As a rule of thumb a radioactive dating system is reliable for only about five half-lives of the “parent” element, because after that time not enough of the parent will remain to be measured accurately. That is why geologists use elements with very long half-lives, such as rubidium 87, to figure out the age of a rock. The most famous radioactive tating technique, carbon 14 dating, is virtually useless for geologists. Because carbon 14 has a half-life of 5,730 years, it cannot be used reliably to date objects more than 28,000 years old. That is fine for dating human artifacts, which are almost always younger than this, but not for dating rocks.
In spite of the five-half-life rule of thumb, the most exciting recent developments in lunar chronology do involve elements with shorter half-lives, such as hafnium 182, which decays to tungsten182 with a half-life of 9 million years. Hafnium 182 is an “extinct radionuclide,” an isotope that no longer exists naturally because it decays so rapidly. But it does have a fingerprint. Any time an isotope chemist finds an atom of tungsten 182, he knows that it came from a hafnium 182 atom, because the normal flavors of tungsten have atomic weights of 183, 184 and 186.

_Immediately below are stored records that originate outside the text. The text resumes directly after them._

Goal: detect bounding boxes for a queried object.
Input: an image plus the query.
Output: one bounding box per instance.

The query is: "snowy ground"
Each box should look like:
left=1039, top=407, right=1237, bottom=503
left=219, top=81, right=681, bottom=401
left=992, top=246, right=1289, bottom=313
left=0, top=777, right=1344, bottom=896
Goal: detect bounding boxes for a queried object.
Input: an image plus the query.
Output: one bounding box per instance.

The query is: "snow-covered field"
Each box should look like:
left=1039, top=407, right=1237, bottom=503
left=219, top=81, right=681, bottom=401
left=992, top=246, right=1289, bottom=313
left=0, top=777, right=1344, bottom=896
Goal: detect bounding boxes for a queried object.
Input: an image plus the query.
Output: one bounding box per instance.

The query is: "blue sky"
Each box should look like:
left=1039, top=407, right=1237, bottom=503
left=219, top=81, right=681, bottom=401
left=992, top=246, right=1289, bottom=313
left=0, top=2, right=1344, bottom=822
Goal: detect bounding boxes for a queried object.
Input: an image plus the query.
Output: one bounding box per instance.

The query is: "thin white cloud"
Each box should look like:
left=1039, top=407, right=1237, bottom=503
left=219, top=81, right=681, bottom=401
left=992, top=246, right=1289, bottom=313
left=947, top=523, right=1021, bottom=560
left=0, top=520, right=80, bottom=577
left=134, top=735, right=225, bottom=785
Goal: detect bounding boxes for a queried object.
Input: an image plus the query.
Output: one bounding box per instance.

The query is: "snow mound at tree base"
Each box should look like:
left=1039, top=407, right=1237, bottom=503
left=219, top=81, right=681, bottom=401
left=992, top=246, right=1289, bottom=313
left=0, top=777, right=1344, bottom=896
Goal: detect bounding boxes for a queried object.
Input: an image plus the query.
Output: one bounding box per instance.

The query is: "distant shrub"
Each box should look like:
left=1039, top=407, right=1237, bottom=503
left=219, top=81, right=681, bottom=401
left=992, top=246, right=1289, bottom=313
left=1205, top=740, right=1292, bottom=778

Now hafnium is a rock-loving element, while tungsten is metal loving. [Thus the decay of hafnium 182 can be used to tell when a planet’s core formed. To see why, consider two possibilities.
- The core formed early, when the hafnium 182 was still “alive.” In this case, rocks in the mantle would become enriched with hafnium 182, because hafnium is rock-loving; they would be depleted in tungsten 183, 184 and 185. As the hafnium decays, it would be replaced by tungsten 182. But this tungsten would stay in the mantle, because the iron it likes to alloy with has already filled the planet’s core. As a result, the planet’s mantle would have a disproportionately high amount of tungsten 182 compared to the ordinary isotopes.
- The core formed late, more than 45 million years (or five half-lives of hafnium 182) after Time Zero. In this case, all the hafnium 182 would be converted to tungsten 182 before the core formed. This tungsten would escape into the core along with the ordinary isotopes, because chemically they are no different from one another. (The missing neutrons in tungsten 182 make it lighter but do not affect its iron-loving properties.) Thus only a small amount of tungsten would remain in the mantle and there would be no excess of tungsten 182.
To state things succinctly, radioactive dating techniques that use long-lived elements, such as strontium, measure the time between a rock’s crystallization and the present. Dating techniques that use short-lived elements, such as hafnium, measure the time between the rock’s crystallization and the beginning of the solar system.